Unable to combine the new flexible working arrangement with finding child-care for her three children, two of which are disabled, Ms Dobson rejected the changes, and subsequently was dismissed. At the initial tribunal, Ms Dobson claimed unfair dismissal and indirect discrimination, on the basis that women bear most childcare responsibilities and are therefore indirectly discriminated against by the policy. The tribunal dismissed the claim, since ‘mothers with care responsibilities’ are not a protected group under the 2010 Equality Act. However, the Employment Appeal Tribunal, EAT, found the tribunal’s methodology flawed and sent the case back to tribunal in 2021.
EAT Criticised Initial Indirect Discrimination Ruling
In particular, the EAT criticised the original tribunal for how it considered the role of indirect discrimination in the case. The ‘childcare disparity’, means that it is accepted that women were more likely to be impacted by working weekends. In the original ruling, Ms Dobson had only been compared to her immediate male and female co-workers, who could adapt to the change. However, the EAT ruled it was appropriate to compare her to all community nurses for the discrimination ruling.

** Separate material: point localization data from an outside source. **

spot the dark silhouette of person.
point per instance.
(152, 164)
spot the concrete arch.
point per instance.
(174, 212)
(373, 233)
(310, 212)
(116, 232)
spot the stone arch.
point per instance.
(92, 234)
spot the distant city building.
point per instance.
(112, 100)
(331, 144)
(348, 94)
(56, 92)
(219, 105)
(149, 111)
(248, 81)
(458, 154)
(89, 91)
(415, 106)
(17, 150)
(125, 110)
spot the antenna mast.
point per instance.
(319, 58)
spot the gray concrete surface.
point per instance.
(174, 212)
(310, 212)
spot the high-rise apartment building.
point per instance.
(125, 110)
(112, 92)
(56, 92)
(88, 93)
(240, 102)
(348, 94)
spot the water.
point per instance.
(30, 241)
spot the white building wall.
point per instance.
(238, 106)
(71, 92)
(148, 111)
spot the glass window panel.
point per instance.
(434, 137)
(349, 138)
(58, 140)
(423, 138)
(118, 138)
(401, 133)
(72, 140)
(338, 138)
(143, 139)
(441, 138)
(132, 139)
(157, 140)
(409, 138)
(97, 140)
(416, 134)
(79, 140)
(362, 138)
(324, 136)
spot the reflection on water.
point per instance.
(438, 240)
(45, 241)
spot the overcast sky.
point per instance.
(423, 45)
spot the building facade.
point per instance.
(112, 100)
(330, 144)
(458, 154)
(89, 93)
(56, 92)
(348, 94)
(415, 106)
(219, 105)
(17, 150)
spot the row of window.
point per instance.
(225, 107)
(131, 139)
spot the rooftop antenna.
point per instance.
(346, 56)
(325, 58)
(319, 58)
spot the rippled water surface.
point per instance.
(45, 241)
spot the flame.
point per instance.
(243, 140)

Nonetheless, at the subsequent tribunal last month, Ms Dobson’s dismissal was upheld. The court found that Ms Dobson’s dismissal was a proportionate measure to achieving the employer’s goal of providing 24/7 care. Without Ms Dobson working weekends, the trust would have to staff more expensive senior nurses at these times. Additionally, the employer had tried to accommodate Mrs Dobson’s needs, such as limiting weekend work to once a month, and giving her weeks of notice before such shifts.
Flexible Working
The tribunal found that the trust’s goals of achieving 24/7 care was a legitimate reason for implementing the change. Ms Dobson’s inflexible stance was not compatible with achieving this, and so her dismissal was fair.

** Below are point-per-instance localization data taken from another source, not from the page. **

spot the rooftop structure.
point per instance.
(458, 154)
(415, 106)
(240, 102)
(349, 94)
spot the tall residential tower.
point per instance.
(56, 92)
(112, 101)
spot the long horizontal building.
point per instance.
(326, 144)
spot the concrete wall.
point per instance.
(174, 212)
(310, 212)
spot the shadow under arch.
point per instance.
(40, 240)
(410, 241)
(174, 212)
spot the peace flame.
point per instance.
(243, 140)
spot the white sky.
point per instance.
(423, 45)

So what can we learn? Firstly, the EAT’s ruling sets some important case law for employers: Employers should carefully consider how their decisions impact protected groups. In particular, the EAT’s ruling makes it clear that the care-duties of mothers should be considered. Furthermore, the employer must present clear reasons for implementing changes that impact their employees’ work arrangements. They must try to accommodate their employees’ needs and dismissal should only be a last resort.